Insulting phrases about sports teams

J - e - s - t, jest! Jest! Jest!

Q: How do you spell the NFL team name in Buffalo?

A: BILLLLS

“DUCK THE FODGERS!”

(Does that count?)

GO GIANTS!!

Ha! These are great. Anybody got anything for the Browns? I gotta share these with my old man, who is a Browns fan.

We usually just say “Dodgers Suck!”

It’s not terribly inventive, but it gets the point across in a family friendly sort of way :slight_smile:

Yes, mine wasn’t family friendly, while yours is the Universal Giants Greeting. :smiley:

LA Lambs

Why do the Cincinnati Bengals* use a no huddle offense? Because it’s a parole violation to associate with known felons.

  • or Dallas Cowboys, Baltimore Ravens, Oakland Raiders, etc…
    .

The Dallas Cowpatties

(but I love their cheerleaders)

The Washington Redskins were the last NFL team to sign any black players. Back in the early Sixties, veteran Washington DC columnist Shirley Povich got off two classic lines as a result:

  1. “The Redskins’ colors are burgundy, gold and Caucasian.”
  2. “Jim Brown, born ineligible to play for the Redskins, integrated their end zone three times yesterday.”

Two things: The quote about “Nice guys finish last.” Is a misquote. It was two separate sentences, which sportswriters ran together.

Secondly, my contribution: “Spahn and Sain, and pray for rain.” (refering to the Braves’ pitching staff in the '50s)

Good one!

When they’re playing poorly, they’re referred to as the Clowns.

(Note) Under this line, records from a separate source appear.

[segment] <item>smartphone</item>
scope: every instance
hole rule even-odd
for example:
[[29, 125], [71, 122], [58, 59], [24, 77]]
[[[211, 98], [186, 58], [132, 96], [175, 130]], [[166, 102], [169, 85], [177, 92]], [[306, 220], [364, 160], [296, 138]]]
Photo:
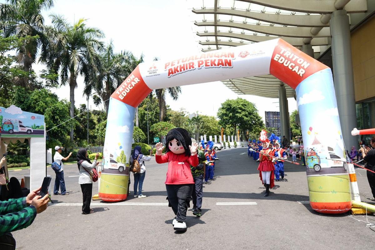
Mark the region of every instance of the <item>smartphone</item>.
[[44, 196], [48, 193], [48, 189], [50, 187], [50, 183], [52, 179], [50, 177], [45, 177], [43, 179], [43, 183], [42, 184], [42, 189], [39, 192], [39, 195], [42, 197]]

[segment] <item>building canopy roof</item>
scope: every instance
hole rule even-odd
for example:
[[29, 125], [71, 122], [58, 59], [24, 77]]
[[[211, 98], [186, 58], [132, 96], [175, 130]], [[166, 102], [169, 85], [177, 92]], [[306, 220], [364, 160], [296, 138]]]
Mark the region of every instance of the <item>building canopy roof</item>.
[[[202, 51], [280, 38], [296, 48], [310, 44], [314, 56], [330, 46], [331, 13], [344, 9], [351, 15], [367, 10], [366, 0], [189, 0], [194, 32]], [[352, 19], [350, 19], [350, 20]], [[222, 81], [238, 94], [286, 97], [294, 91], [271, 75]]]

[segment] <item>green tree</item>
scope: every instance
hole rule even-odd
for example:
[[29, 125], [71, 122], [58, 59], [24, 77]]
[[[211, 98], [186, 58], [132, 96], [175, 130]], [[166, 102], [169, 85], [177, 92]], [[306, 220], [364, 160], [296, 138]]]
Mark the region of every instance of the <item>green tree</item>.
[[[213, 116], [200, 115], [201, 122], [201, 133], [207, 135], [221, 135], [219, 121]], [[194, 118], [194, 117], [193, 117]]]
[[49, 49], [48, 40], [44, 32], [44, 18], [41, 12], [53, 6], [53, 0], [7, 0], [0, 4], [0, 29], [5, 37], [38, 36], [36, 40], [24, 40], [18, 48], [18, 62], [28, 71], [35, 62], [38, 48], [42, 53]]
[[[159, 58], [157, 57], [154, 58], [154, 61], [158, 61]], [[165, 118], [166, 114], [166, 103], [165, 102], [165, 94], [167, 92], [169, 94], [170, 96], [174, 100], [177, 100], [178, 99], [178, 94], [181, 93], [181, 88], [179, 86], [175, 87], [171, 87], [166, 88], [159, 88], [154, 90], [153, 92], [150, 93], [150, 96], [152, 97], [152, 93], [155, 94], [156, 98], [159, 102], [159, 121], [163, 121]]]
[[[154, 97], [150, 99], [146, 98], [138, 105], [138, 114], [139, 120], [139, 127], [142, 130], [144, 134], [147, 135], [148, 132], [148, 138], [151, 138], [151, 143], [153, 141], [152, 138], [157, 137], [153, 132], [150, 131], [150, 128], [153, 124], [159, 121], [159, 108], [158, 100]], [[147, 129], [148, 121], [148, 130]], [[136, 127], [136, 126], [134, 126]], [[148, 140], [145, 138], [143, 142], [148, 144]]]
[[230, 127], [233, 129], [234, 135], [237, 135], [237, 127], [241, 134], [246, 135], [246, 130], [251, 132], [264, 127], [258, 112], [254, 103], [244, 99], [228, 99], [219, 109], [219, 124], [224, 128]]
[[[74, 117], [74, 89], [77, 87], [77, 78], [84, 77], [86, 85], [97, 81], [98, 69], [96, 65], [100, 58], [98, 52], [102, 49], [102, 42], [98, 39], [104, 37], [102, 31], [96, 28], [86, 26], [86, 19], [80, 19], [72, 25], [61, 16], [50, 15], [54, 28], [49, 31], [53, 37], [53, 51], [46, 61], [48, 66], [60, 72], [61, 84], [69, 81], [70, 87], [70, 115]], [[74, 128], [70, 133], [73, 141]]]
[[134, 127], [134, 130], [133, 131], [133, 139], [135, 141], [136, 141], [137, 139], [142, 141], [146, 139], [146, 136], [141, 129], [138, 127]]
[[168, 131], [175, 127], [176, 126], [173, 124], [165, 121], [160, 121], [153, 124], [150, 128], [150, 131], [158, 137], [162, 137], [166, 135]]
[[121, 150], [120, 156], [116, 158], [116, 161], [121, 163], [126, 163], [126, 156], [124, 153], [124, 150]]
[[59, 100], [56, 94], [46, 89], [31, 91], [21, 86], [15, 88], [10, 98], [13, 104], [22, 110], [44, 115], [49, 138], [48, 146], [53, 148], [63, 144], [66, 135], [75, 123], [74, 119], [69, 120], [68, 102]]
[[297, 114], [297, 109], [294, 110], [290, 114], [290, 132], [292, 134], [292, 138], [294, 138], [296, 136], [302, 135], [302, 131], [301, 127], [298, 127], [296, 123], [296, 115]]
[[143, 61], [143, 55], [136, 58], [131, 52], [124, 51], [114, 52], [111, 40], [103, 51], [99, 54], [100, 60], [97, 62], [98, 69], [98, 81], [86, 85], [84, 92], [91, 94], [93, 88], [101, 98], [108, 114], [110, 97], [140, 63]]

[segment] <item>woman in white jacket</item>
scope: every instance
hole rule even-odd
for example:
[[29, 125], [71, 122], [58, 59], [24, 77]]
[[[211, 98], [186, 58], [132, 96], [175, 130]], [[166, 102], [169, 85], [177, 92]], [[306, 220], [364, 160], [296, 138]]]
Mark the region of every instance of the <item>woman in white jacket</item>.
[[[134, 174], [134, 198], [143, 198], [146, 196], [142, 193], [142, 187], [143, 185], [143, 181], [146, 175], [146, 167], [144, 165], [144, 162], [149, 162], [151, 159], [150, 157], [144, 156], [141, 153], [141, 146], [136, 146], [133, 150], [133, 153], [130, 156], [130, 162], [132, 162], [133, 160], [138, 159], [138, 162], [141, 166], [141, 171], [139, 173]], [[137, 189], [138, 188], [138, 189]], [[137, 196], [137, 189], [138, 189], [138, 195]]]
[[90, 209], [93, 191], [92, 169], [95, 168], [99, 163], [97, 161], [99, 157], [99, 153], [97, 153], [95, 155], [95, 160], [92, 162], [87, 158], [87, 152], [86, 148], [81, 148], [77, 153], [77, 164], [80, 169], [78, 183], [81, 185], [83, 198], [82, 214], [94, 212], [92, 210]]

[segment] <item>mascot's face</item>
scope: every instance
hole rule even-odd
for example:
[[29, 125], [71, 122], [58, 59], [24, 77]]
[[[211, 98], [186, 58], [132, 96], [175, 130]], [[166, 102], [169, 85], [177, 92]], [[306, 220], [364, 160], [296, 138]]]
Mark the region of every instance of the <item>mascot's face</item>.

Also, there’s the joke: Why did the (person of a certain ethnic background) paint his toilet orange?

He wanted to see the Browns play in the Orange Bowl. (reference to the Dolphins’ old stadium, not the college football classic)

Will the mother who lost her 8 children please report to the dugout? They’re beating the Cubs (or the Indians, etc.) in the 6th inning.

Going to the bathroom = “taking the Browns to the Super Bowl”.

Or, as Drew Carey put it, “I gotta go take a Modell.”

Back when USC couldn’t buy a win from Notre Dame, the joke was:

A Notre Dame fan invites his friend over to watch the USC game on TV with him. After the game in which the Irish win again, his tired old dog in the corner stands up, barks quietly, and then does a full backflip. Absolutely amazed, the friend states, “Wow! What happens when the Trojans wins?” “I don’t know - he’s only 12 years old.”

Not so relevant these days…

Teams with notable number of player arrests (Dallas Cowboys and Cincinnati Bengals among others): “They’re changing their uniforms - to orange jumpsuits.”

A couple which can be seen on buttons and can huggies in Tuscaloosa, AL:
Aubs eat boogers.
Auburn ain’t shit.

  • Washington Crapitals
  • Cincinnati Bungles (I think Myron Cope came up with that one)
    Most of the others I know of are against individual players.

The St. Louis Cardinals (aka “Redbirds”) during their less successful seasons are known as “Deadbirds.”

Similarly when the NFL Cardinals (“Big Red”) played in St. Louis, their* nom de failure *was “Big Dead.”

Going back to the 1950’s, the St. Louis Browns were “First in booze, first in shoes and last in the American League.”